Okay, so I've come up with a solution which involves editing Volley itself. Here's a walk through:
Network response can't hold a byte array anymore. It needs to hold an input stream. Doing this immediately breaks all request implementations, since they rely on NetworkResponse holding a public byte array member. The least invasive way I found to deal with this is to add a "toByteArray" method inside NetworkResponse, and then do a little refactoring, making any reference to a byte array use this method, rather than the removed byte array member. This means that the transition of the input stream to a byte array happens during the response parsing. I'm not entirely sure what the long term effects of this are, and so some unit testing / community input would be a huge help here. Here's the code:
public class NetworkResponse {
/**
* Creates a new network response.
* @param statusCode the HTTP status code
* @param data Response body
* @param headers Headers returned with this response, or null for none
* @param notModified True if the server returned a 304 and the data was already in cache
*/
public NetworkResponse(int statusCode, inputStream data, Map<String, String> headers,
boolean notModified, ByteArrayPool byteArrayPool, int contentLength) {
this.statusCode = statusCode;
this.data = data;
this.headers = headers;
this.notModified = notModified;
this.byteArrayPool = byteArrayPool;
this.contentLength = contentLength;
}
public NetworkResponse(byte[] data) {
this(HttpStatus.SC_OK, data, Collections.<String, String>emptyMap(), false);
}
public NetworkResponse(byte[] data, Map<String, String> headers) {
this(HttpStatus.SC_OK, data, headers, false);
}
/** The HTTP status code. */
public final int statusCode;
/** Raw data from this response. */
public final InputStream inputStream;
/** Response headers. */
public final Map<String, String> headers;
/** True if the server returned a 304 (Not Modified). */
public final boolean notModified;
public final ByteArrayPool byteArrayPool;
public final int contentLength;
// method taken from BasicNetwork with a few small alterations.

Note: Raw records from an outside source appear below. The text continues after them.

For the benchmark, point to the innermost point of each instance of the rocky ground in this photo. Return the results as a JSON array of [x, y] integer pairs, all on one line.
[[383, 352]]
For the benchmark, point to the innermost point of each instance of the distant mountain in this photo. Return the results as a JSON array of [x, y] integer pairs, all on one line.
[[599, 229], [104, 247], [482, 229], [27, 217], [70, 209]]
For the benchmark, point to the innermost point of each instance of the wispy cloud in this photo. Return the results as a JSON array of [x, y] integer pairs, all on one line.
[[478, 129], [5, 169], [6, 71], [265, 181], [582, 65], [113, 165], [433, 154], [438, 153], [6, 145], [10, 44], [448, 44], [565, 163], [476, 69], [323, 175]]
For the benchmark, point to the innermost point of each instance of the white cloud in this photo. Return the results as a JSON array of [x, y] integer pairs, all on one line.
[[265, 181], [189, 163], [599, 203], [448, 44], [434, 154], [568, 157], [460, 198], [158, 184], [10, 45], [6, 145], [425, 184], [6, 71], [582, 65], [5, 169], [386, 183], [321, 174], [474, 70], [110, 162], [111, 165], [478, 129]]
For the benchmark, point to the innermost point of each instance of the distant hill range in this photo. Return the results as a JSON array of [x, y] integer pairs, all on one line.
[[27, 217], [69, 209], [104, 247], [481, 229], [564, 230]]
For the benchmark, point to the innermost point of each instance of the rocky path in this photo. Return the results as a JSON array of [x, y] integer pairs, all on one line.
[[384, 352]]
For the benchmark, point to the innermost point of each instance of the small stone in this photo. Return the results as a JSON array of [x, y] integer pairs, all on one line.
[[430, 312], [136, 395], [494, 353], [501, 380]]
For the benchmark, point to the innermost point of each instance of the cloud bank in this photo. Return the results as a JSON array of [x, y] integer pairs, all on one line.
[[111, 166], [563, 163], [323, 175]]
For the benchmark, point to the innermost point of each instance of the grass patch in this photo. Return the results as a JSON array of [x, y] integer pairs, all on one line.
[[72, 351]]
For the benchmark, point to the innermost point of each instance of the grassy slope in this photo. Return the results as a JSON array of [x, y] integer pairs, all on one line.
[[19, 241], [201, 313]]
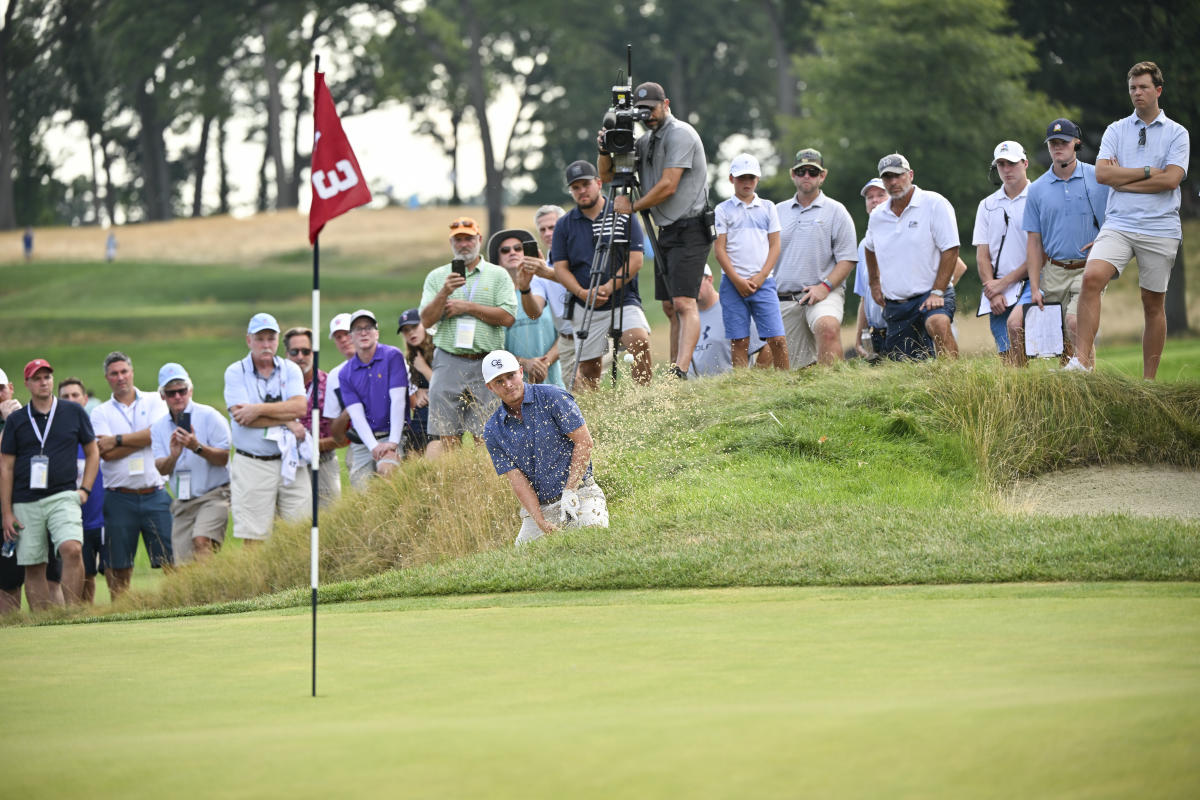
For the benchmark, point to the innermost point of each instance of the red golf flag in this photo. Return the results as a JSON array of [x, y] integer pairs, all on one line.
[[337, 181]]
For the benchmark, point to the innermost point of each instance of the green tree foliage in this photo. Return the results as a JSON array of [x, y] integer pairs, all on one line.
[[939, 80]]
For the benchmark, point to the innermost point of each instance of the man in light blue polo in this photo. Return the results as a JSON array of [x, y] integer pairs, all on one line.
[[538, 439], [912, 248], [191, 450], [375, 389], [270, 475], [1063, 212], [1144, 157]]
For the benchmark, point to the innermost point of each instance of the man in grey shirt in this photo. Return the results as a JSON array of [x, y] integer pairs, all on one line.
[[673, 174], [817, 251]]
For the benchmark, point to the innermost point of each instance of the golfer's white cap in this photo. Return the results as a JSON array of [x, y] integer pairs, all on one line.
[[340, 323], [498, 362], [745, 164], [1008, 150]]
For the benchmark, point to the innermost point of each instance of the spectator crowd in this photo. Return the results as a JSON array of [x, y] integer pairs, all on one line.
[[82, 481]]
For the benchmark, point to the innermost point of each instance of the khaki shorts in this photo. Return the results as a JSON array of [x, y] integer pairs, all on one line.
[[1062, 286], [799, 320], [57, 518], [258, 495], [1155, 254], [593, 513], [204, 516], [597, 343]]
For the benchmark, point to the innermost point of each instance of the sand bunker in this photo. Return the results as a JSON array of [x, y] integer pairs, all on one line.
[[1143, 491]]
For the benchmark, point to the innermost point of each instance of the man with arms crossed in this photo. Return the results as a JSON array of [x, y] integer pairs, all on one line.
[[263, 394], [40, 504], [135, 499], [673, 174], [1063, 211], [538, 439], [574, 247], [1000, 242], [1144, 157], [471, 313], [375, 389], [912, 247], [817, 252], [193, 455]]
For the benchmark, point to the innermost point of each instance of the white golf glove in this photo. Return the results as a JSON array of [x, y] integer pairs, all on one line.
[[569, 505]]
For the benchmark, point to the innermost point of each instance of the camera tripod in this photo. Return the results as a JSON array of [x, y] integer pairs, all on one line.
[[624, 184]]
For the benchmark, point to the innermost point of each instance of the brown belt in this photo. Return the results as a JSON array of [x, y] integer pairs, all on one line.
[[1073, 264], [469, 356]]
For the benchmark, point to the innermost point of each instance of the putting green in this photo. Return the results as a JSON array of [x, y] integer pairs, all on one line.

public byte[] toByteArray() throws IOException, ServerError {
PoolingByteArrayOutputStream bytes =
new PoolingByteArrayOutputStream(byteArrayPool, contentLength);
byte[] buffer = null;
try {
if (inputStream == null) {
throw new ServerError();
}
buffer = byteArrayPool.getBuf(1024);
int count;
while ((count = inputStream.read(buffer)) != -1) {
bytes.write(buffer, 0, count);
}
return bytes.toByteArray();
} finally {
try {
// Close the InputStream and release the resources by "consuming the content".
// Not sure what to do about the entity "consumeContent()"... ideas?
inputStream.close();
} catch (IOException e) {
// This can happen if there was an exception above that left the entity in
// an invalid state.
VolleyLog.v("Error occured when calling consumingContent");
}
byteArrayPool.returnBuf(buffer);
bytes.close();
}
}
}
Then to prepare the NetworkResponse, we need to edit the BasicNetwork to create the NetworkResponse correctly (inside BasicNetwork.performRequest
):
int contentLength = 0;
if (httpResponse.getEntity() != null)
{
responseContents = httpResponse.getEntity().getContent(); // responseContents is now an InputStream
contentLength = httpResponse.getEntity().getContentLength();
}
...
return new NetworkResponse(statusCode, responseContents, responseHeaders, false, mPool, contentLength);
That's it. Once the data inside network response is an input stream, I can build my own requests which can parse it directly into a file output stream which only hold a small in-memory buffer.
From a few initial tests, this seems to be working alright without harming other components, however a change like this probably requires some more intensive testing & peer reviewing, so I'm going to leave this answer not marked as correct until more people weigh in, or I see it's robust enough to rely on.
Please feel free to comment on this answer and/or post answers yourselves. This feels like a serious flaw in Volley's design, and if you see flaws with this design, or can think of better designs yourselves, I think it would benefit everyone.